- Born: 1949 or 1950
- Died: 1 March 2019 (aged 69) New Delhi, India
- Education: Asutosh College
- Occupations: Writer, Journalist
- Spouse(s): Aparna Sen (divorced) Binita Mohanty
- Children: 2, including Konkona Sen Sharma
- Website: mukulsharma.org.in

= Mukul Sharma =

Indian writer and journalist (died 2019)

Mukul Sharma (1949/1950 – 1 March 2019) was an Indian writer and journalist. He wrote columns and articles on subjects varying from science to films for various newspapers and journals. Some of his short stories are adapted into films. He had acted in few films.

== Biography ==
Sharma was born in a family of an army officer. He studied in six schools across India. He graduated in English literature from Asutosh College in Calcutta (now Kolkata).

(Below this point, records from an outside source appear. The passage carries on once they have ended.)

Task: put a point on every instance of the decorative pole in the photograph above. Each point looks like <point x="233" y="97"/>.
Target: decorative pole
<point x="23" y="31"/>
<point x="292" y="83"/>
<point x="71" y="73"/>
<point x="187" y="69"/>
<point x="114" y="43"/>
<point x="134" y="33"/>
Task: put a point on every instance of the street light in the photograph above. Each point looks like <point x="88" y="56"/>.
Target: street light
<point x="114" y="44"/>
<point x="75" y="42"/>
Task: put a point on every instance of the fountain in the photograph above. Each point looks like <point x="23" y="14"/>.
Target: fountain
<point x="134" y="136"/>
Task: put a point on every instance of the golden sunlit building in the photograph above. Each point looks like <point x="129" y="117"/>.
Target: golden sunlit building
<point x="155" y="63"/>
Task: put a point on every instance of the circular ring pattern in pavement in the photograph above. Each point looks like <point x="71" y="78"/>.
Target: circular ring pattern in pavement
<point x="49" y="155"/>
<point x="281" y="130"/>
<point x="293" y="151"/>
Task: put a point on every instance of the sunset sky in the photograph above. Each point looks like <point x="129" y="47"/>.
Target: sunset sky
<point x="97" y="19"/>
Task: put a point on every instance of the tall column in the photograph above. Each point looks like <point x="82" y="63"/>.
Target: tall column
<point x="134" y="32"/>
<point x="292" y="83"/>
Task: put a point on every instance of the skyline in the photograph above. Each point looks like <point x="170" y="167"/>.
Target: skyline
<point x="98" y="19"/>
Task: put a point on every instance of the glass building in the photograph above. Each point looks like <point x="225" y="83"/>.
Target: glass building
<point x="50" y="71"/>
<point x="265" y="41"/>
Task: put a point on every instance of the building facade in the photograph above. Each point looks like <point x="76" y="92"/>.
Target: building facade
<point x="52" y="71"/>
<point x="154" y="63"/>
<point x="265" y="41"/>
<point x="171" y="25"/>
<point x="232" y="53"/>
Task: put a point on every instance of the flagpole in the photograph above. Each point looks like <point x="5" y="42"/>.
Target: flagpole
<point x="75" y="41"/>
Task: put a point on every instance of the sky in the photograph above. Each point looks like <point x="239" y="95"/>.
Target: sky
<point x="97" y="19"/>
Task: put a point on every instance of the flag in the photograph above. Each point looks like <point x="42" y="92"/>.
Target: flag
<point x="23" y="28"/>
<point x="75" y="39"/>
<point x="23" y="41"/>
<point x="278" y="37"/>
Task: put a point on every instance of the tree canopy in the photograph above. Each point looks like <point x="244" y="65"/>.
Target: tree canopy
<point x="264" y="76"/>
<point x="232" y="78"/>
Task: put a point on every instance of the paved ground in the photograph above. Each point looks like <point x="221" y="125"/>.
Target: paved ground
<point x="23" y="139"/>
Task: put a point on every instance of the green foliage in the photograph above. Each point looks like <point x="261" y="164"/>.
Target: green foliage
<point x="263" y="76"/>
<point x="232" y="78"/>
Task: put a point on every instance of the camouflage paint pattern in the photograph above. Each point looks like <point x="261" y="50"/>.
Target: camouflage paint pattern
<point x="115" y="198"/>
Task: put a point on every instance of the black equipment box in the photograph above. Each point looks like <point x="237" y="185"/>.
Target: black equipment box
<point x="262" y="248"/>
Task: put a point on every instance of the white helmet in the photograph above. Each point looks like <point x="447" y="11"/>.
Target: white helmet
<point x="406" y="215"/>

After completing studies, he developed an interest in science. He started writing columns and articles on subjects varying from science to films for various newspapers and journal. He moved to Mumbai in 1986 and served as an editor of Science Today. At that time, it had been renamed as 2001, in celebration of the arrival of the new millennium. He wrote a column Mindsport which appeared first in The Illustrated Weekly of India and later in The Sunday Times. The column was published for 25 years before its end on 5 August 2007. It had gained a cult following. He wrote science fiction as well as supernatural fiction.

He also had a brief appearance in his first wife Aparna Sen's 1981 film 36 Chowringhee Lane. In 1984, he debuted as an actor in Sen's film Parama. He played role of a young photographer named Rahul.

His several short stories are adapted in films. 2013 supernatural thriller film Ek Thi Daayan, starring his daughter Konkona Sen Sharma, is adapted from his short story Mobius Trips. It was co-produced by Vishal Bhardwaj who also made two more films: Dream Sequence, about a woman who dreams about waking up but has not woken up, as well as Ghosts, a murder mystery. Konkona Sen Sharma directed 2016 film A Death in the Gunj was based on his short story which in turn was based on an incident during his visit to McCluskieganj.

Sharma died on 1 March 2019 in New Delhi.

== Personal life ==
Sharma married Aparna Sen and had two daughters, Kamalini Chatterjee and Konkona Sen Sharma. They divorced and he later married Binita Mohanty.